La riflessione sul tuo ruolo di attrice è splendida, e mi domando quante volte venga fatta dai tuoi colleghi.
Non so se sia l'unico modo possibile, ma sono sicuro che in questa maniera il messaggio che vuoi trasmettere arriva agli spettatori, e questa è la cosa che veramente conta.
Simona: le tue parole mi fanno arrossire, è un onore recitare anche per conto di una donna come te che in maniera così intensa ha sempre vissuto e pensato.
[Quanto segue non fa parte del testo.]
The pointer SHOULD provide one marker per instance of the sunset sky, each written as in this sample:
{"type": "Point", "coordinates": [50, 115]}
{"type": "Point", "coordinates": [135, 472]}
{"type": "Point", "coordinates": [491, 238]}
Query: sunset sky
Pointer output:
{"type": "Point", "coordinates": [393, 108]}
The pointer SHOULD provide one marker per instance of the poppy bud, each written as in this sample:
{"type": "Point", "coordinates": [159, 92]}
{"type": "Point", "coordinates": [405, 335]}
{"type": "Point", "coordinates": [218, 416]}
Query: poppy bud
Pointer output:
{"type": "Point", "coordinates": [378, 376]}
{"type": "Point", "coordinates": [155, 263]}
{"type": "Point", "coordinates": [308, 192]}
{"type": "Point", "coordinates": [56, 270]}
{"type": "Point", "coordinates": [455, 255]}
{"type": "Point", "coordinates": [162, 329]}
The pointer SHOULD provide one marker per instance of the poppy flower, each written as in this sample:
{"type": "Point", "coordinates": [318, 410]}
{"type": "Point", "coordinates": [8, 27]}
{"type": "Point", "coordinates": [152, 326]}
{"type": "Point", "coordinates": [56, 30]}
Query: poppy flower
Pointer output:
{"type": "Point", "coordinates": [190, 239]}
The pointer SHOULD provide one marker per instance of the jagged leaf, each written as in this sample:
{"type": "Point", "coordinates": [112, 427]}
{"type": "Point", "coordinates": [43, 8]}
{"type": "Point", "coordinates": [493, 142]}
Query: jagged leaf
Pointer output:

Certo che per me puoi pubblicare il commento!
Ti voglio bene!
Angelo: prima dello spettacolo, mio amico-collega legge spesso una testimonianza di un soldato russo di 19 anni che era tra i primi a entrare nel campo di Auschwitz. Questo ragazzo descrive quello che vede, quello che ha provato (si è lavato la divisa quella notte, unica volta durante la guerra), finisce dicendo: a chi cerca di negare l'Olocausto, dico: credete a me, che ho cercato tanto di dimenticarlo.
Penso che il mestiere del palco e della costruzione di un personaggio è un passaggio da un stra-coscenza di sé a un non-coscenza di sè. Sono necessari tutte e due le fasi, e non facili. Spesso un attore se la cava bene con la prima, con la ricerca e la riproduzione di geniali trovate, ma quando le supera e le assorbe senza più esserne coscente, si capisce la differenza.
Qualche giorno fa sentivo un grande attore (Albertazzi, mi pare, che spiegava la differenza tra un attore vero e uno che vuole soltanto sembrarlo: l'attore vero vive i suoi personaggi, l'altro li recita soltanto.
Cara Jane
riuscire a partecipare emotivamente a quello che fai e non solo riprodurre meccanicamente, un testo una musica o una coreografia è il primo passo fondamentale per essere un artista e non un mero esecutore!